Glue’s team is working on a slow-release oral ketamine tablet designed to favour the metabolites that are thought to drive mood improvement. “The tablet is like a little rock,” he says, sharing a video of what he says is a tablet of ketamine resisting pulverisation by a hammer. “You can’t crush it. If you sand it, it turns to snot when it hits water.” Glue says peak blood levels arrive hours later, not minutes, so it’s “not something that’s going to give you a buzz”. If the tablet’s trials succeed, he estimates potential approval would be a couple of years away, which could change the face of how depression care could be delivered – shifting away from boutique infusions toward a scalable, pharmacy-dispensed treatment with lower clinic burden.

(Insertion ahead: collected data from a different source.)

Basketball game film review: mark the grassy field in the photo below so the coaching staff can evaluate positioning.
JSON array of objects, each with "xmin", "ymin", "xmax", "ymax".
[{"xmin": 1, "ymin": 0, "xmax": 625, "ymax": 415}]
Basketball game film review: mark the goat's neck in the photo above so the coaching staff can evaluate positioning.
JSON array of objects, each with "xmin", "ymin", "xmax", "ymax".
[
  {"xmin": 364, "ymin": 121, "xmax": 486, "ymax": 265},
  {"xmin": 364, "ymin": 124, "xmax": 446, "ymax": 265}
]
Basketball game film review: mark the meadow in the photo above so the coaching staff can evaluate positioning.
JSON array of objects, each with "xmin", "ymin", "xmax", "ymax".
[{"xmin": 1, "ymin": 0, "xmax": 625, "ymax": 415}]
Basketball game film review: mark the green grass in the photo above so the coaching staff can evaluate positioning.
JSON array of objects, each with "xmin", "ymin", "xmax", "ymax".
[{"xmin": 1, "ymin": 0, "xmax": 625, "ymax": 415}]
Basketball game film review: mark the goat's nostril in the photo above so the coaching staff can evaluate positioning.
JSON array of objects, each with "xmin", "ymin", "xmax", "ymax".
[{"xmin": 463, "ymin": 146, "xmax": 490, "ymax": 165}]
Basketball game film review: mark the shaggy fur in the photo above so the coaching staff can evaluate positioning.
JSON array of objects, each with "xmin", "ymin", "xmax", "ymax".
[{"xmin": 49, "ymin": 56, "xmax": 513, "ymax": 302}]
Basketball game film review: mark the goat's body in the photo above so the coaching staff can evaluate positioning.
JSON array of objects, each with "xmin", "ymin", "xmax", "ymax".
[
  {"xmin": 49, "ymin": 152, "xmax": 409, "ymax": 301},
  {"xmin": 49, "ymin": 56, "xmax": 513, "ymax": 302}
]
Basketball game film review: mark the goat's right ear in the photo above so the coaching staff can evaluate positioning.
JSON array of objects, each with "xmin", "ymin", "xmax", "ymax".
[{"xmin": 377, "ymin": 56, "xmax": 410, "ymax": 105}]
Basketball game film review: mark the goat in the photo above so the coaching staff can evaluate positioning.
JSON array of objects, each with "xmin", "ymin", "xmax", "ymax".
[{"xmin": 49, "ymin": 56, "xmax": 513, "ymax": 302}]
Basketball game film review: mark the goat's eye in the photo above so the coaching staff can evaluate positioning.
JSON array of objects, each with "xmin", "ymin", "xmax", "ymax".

The issue of street versus pharmaceutical ketamine remains crucial. The latter is sterile, single-substance, traceable and dosed by weight under supervision. The former is guesswork, but with the cost of living (and alcohol) rising, microdosing has crept into young professional circles. Emma sees it among colleagues who’d rather take intermittent “bumps” on a night out than spend $17 on a pint of beer: “They’ll just do a little bit of ketamine when they go out and they won’t drink”.
For John, any fear is anchored less in a moral panic than in missed potential. “I would want people to understand the overwhelmingly positive amount of evidence we have supporting it as a treatment for treatment-resistant depression,” he says. “We need more research . . . but this drug has the potential to save a lot of lives.”